Learning to Rank for Information Retrieval
Foundations and Trends® in
Information Retrieval
Volume 3 Issue 3
DOI: 10.1561/1500000016
Learning to Rank for Information Retrieval
Tie-Yan Liu
Microsoft Research Asia, Sigma Center, No. 49, Zhichun Road, Haidian
District, Beijing, 100190, P. R. China, Tie-Yan.Liu@microsoft.com
SUGGESTED CITATION:
Tie-Yan
Liu
(2009)
"Learning to Rank for Information Retrieval",
Foundations and Trends® in Information Retrieval: Vol. 3: No 3, pp 225-331.
http:/dx.doi.org/10.1561/1500000016
Abstract
Learning to rank for Information Retrieval (IR) is a task to automatically construct a ranking model using training data,
such that the model can sort new objects according to their degrees of relevance, preference, or importance. Many IR problems
are by nature ranking problems, and many IR technologies can be potentially enhanced by using learning-to-rank techniques.
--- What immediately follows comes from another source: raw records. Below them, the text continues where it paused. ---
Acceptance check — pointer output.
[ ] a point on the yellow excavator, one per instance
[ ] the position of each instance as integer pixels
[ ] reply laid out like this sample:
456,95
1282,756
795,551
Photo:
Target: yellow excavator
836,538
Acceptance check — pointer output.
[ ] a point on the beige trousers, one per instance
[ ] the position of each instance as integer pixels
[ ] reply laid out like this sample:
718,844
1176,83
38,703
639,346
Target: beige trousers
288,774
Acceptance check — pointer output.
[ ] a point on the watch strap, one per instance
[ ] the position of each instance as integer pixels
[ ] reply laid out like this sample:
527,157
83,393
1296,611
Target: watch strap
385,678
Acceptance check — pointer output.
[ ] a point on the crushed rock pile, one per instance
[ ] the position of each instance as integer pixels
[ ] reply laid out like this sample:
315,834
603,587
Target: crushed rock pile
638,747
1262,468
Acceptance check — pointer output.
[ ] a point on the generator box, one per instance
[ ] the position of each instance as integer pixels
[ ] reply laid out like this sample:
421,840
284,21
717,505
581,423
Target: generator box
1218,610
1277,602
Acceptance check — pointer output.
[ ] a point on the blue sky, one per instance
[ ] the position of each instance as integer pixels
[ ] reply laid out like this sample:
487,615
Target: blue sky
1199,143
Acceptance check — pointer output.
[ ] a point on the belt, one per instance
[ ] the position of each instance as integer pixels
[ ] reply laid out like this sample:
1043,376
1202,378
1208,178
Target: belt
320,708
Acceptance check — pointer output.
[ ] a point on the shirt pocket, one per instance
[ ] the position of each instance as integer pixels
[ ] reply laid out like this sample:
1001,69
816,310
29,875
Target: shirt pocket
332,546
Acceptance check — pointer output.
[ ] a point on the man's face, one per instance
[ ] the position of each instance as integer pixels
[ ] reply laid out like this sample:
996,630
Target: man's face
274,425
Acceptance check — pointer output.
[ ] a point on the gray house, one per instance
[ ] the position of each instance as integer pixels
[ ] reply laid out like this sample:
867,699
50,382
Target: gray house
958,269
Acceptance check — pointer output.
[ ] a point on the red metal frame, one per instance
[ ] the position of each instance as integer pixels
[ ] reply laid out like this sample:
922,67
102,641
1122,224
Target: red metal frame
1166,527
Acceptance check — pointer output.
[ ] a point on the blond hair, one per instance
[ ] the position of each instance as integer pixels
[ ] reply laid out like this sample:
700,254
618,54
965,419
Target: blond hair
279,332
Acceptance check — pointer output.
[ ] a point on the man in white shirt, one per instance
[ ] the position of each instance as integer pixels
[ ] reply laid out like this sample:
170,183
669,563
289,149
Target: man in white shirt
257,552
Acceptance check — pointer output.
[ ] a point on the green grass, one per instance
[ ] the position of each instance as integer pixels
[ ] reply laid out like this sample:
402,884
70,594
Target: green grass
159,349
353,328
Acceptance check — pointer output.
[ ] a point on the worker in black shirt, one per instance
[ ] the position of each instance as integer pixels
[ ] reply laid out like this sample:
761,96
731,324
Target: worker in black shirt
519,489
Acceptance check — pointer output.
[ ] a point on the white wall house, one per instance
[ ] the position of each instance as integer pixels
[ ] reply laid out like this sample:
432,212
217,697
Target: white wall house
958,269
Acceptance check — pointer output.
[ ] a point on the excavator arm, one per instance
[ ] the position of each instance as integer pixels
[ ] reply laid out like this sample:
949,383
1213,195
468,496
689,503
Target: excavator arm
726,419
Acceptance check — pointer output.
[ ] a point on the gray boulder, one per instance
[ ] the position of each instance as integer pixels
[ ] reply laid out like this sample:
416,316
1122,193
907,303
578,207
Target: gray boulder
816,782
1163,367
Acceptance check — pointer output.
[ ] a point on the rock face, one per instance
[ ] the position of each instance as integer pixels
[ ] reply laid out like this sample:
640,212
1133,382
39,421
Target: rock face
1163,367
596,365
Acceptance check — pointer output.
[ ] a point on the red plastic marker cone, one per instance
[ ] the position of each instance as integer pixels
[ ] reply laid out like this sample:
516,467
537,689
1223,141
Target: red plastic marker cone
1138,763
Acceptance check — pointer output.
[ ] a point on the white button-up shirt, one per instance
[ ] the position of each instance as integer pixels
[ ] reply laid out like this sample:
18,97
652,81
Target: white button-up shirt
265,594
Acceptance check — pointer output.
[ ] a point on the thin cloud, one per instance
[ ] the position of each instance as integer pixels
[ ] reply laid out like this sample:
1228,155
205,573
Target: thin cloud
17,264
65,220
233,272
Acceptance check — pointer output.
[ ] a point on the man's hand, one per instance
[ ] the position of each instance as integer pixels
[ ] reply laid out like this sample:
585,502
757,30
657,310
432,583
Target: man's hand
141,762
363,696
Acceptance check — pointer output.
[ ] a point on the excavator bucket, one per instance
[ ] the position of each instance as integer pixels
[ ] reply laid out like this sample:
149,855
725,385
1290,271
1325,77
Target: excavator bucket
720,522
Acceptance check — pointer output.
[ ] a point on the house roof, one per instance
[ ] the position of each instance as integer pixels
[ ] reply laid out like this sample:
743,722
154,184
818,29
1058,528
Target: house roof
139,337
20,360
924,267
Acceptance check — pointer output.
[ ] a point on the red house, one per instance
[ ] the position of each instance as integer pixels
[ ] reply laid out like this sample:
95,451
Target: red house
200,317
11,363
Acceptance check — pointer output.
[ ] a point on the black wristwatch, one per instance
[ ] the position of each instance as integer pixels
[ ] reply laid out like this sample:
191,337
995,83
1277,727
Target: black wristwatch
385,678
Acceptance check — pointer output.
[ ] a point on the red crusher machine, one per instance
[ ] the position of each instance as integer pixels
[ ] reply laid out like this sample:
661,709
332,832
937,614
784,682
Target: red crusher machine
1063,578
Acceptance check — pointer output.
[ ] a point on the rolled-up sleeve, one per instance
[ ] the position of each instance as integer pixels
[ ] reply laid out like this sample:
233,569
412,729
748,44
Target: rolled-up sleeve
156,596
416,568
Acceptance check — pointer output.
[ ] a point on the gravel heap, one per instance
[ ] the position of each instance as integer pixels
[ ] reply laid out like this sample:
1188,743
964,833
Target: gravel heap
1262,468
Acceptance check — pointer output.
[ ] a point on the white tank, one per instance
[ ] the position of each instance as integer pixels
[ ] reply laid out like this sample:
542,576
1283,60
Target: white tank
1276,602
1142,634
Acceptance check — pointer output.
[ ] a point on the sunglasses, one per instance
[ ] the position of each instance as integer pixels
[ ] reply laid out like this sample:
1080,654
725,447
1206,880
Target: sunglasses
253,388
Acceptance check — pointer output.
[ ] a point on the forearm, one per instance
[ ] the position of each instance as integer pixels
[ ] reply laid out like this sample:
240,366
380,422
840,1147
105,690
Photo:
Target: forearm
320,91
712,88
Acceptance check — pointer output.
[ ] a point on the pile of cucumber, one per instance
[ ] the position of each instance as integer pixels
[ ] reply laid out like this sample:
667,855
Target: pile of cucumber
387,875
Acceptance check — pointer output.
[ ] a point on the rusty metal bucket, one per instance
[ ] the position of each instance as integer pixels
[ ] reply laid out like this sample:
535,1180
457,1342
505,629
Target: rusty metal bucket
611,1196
The objective of this tutorial is to give an introduction to this research direction. Specifically, the existing learning-to-rank
algorithms are reviewed and categorized into three approaches: the pointwise, pairwise, and listwise approaches. The advantages
and disadvantages with each approach are analyzed, and the relationships between the loss functions used in these approaches
and IR evaluation measures are discussed. Then the empirical evaluations on typical learning-to-rank methods are shown, with
the LETOR collection as a benchmark dataset, which seems to suggest that the listwise approach be the most effective one among
all the approaches. After that, a statistical ranking theory is introduced, which can describe different learning-to-rank
algorithms, and be used to analyze their query-level generalization abilities. At the end of the tutorial, we provide a summary
and discuss potential future work on learning to rank.